Don Juan mira por encima de las gafas. Sonríe. Prosigue:
—Pero, sobre todo, es una ciudad variada y tolerante: allí conviven, sin excesivos conflictos, gentes diversas, y se pone poco interés en indicarle a nadie lo que debe hacer o con qué se ha de identificar.
—¿Carece de identidad?
—No: tiene bastantes, y casi ninguna excluyente.
—Pues no faltan banderas en los balcones —apunta el rojo.
—En muchos barrios no hay ninguna; y, en donde más hay, hay menos que en Lisboa, Nueva York, Londres o Barcelona, por ejemplo.
El rojo insiste:
—Lo de la convivencia sin conflictos habría de precisarse.
—Naturalmente. Ahora bien, no he negado que existan conflictos: he dicho que no son excesivos en comparación con lo que se ve en París o Roma, sin ir más lejos. ¿Quiere una prueba? La muerte del mantero de Lavapiés, a pesar de las innumerables torpezas, se ha digerido más que aceptablemente.
—¿Qué ha hecho en Madrid, don Juan? —pregunta alguien que no tiene el cuerpo para debates.
—He ido de librerías, he paseado, he visto a los amigos… El jueves quedé con uno cerca de las Ventas, crucé andando el barrio de Salamanca —vacío: estarán en los yates— hasta Manuel Becerra; como llevaba tiempo y hacía buena mañana, me senté a leer el periódico en un banco del parque de Eva Duarte: me dio un vuelco el corazón al ver lo de Iglesias en la Argentina.
—¿Qué le pasa a Iglesias? ¿Qué le pasó a usted?
—Iglesias se proclama hoy peronista con el mismo desparpajo con que ayer se proclamó otras cosas: no me alarma. Lo que me alarma es la ignorancia de la historia de España. Cualquier viejo le podría decir que el parque donde yo leía el periódico se llama así desde mediados del siglo XX; que el nombre se lo puso el alcalde de entonces —franquista, obviamente: José Moreno Torres—; y que, al ponérselo, reconocía e intentaba pagar la deuda que Franco había contraído con Perón.
—¿Deuda?
—Tras la Segunda Guerra Mundial, las potencias vencedoras aislaron a Franco; el régimen pasó serias penalidades; sin embargo, el franquismo sobrevivió en buena medida gracias a que Perón, entre 1946 y 1949, fue generosísimo en el suministro de alimentos. Por eso en el parque hay un monumento a Eva Duarte —Santa Evita— que está siempre limpísimo, a menudo con flores, y en el que han dejado placas personajes de interés. Por eso una calle importante de Madrid se llama General Perón. Por eso, cuando Perón fue derrocado, encontró en Madrid refugio seguro. Por eso vive todavía en Madrid la segunda mujer, María Estela Isabelita Martínez, que también fue presidenta —sucesora por defunción— de la Argentina…
—O sea, que proclamarse peronista es proclamarse franquista —ironiza el conservador.
—No te precipites —salta el rojo—;  en el peronismo caben muchas ideologías: mira los Montoneros…
—Los de Ni votos ni botas, fusiles y pelotas: tampoco parecen gente muy recomendable —vuelve el conservador a la ironía.

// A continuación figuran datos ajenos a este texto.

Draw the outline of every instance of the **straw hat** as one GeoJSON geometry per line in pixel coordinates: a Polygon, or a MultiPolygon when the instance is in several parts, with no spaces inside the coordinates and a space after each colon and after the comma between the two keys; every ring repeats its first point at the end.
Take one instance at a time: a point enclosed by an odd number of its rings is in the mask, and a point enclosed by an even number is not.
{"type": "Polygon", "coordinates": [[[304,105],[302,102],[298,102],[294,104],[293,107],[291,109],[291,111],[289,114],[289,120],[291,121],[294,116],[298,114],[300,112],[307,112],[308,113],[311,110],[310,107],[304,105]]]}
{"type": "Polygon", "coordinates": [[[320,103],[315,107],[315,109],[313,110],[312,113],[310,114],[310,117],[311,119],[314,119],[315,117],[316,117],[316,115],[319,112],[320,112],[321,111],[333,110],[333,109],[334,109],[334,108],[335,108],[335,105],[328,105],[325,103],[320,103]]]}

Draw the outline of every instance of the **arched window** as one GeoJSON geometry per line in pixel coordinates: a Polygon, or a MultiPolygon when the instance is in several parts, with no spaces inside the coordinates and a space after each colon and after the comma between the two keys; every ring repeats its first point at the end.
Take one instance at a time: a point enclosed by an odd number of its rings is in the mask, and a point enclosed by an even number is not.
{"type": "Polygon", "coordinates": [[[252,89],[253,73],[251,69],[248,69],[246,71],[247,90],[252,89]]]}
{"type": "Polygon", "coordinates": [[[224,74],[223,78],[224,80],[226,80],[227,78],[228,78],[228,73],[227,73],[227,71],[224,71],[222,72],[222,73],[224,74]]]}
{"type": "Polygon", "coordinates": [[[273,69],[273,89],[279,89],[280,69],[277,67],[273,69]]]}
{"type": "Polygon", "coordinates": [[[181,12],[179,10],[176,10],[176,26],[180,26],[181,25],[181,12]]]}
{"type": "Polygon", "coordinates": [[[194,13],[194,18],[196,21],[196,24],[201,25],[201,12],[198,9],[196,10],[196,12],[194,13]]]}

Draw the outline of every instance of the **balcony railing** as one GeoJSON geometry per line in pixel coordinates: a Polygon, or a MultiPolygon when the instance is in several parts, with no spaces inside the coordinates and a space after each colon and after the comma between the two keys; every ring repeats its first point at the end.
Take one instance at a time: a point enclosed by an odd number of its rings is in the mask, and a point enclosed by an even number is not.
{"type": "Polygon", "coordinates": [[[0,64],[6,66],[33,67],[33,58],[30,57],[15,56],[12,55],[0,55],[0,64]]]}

Don Juan, por una vez, se inclina hacia el conservador:
—No sé si proclamarse peronista ahora es proclamarse franquista; sí sé que hace setenta años todos los franquistas eran peronistas. Y que lo característico del peronismo es, justamente, su capacidad para aglutinar gentes, sensibilidades e ideologías dispares, y modular unas u otras según le vaya conviniendo. Es decir, lo característico del peronismo es su esencia populista: tener una cara y una palabra para cada ocasión. El peronismo es el populismo por antonomasia. No extraña, pues, que Iglesias se declare peronista, o sea, oportunista: está en su ser.
—Le falta el nacionalismo —el conservador insiste en la guasa.
—Iglesias será nacionalista español en cuanto sople viento propicio.
—¿También se echará una esposa que, viuda y vicaria, lo remplace —ojalá falten muchos años— cuando Dios lo llame de este mundo a su presencia?
—Pudiera ser.
—Menos mal que Madrid lo aguanta todo.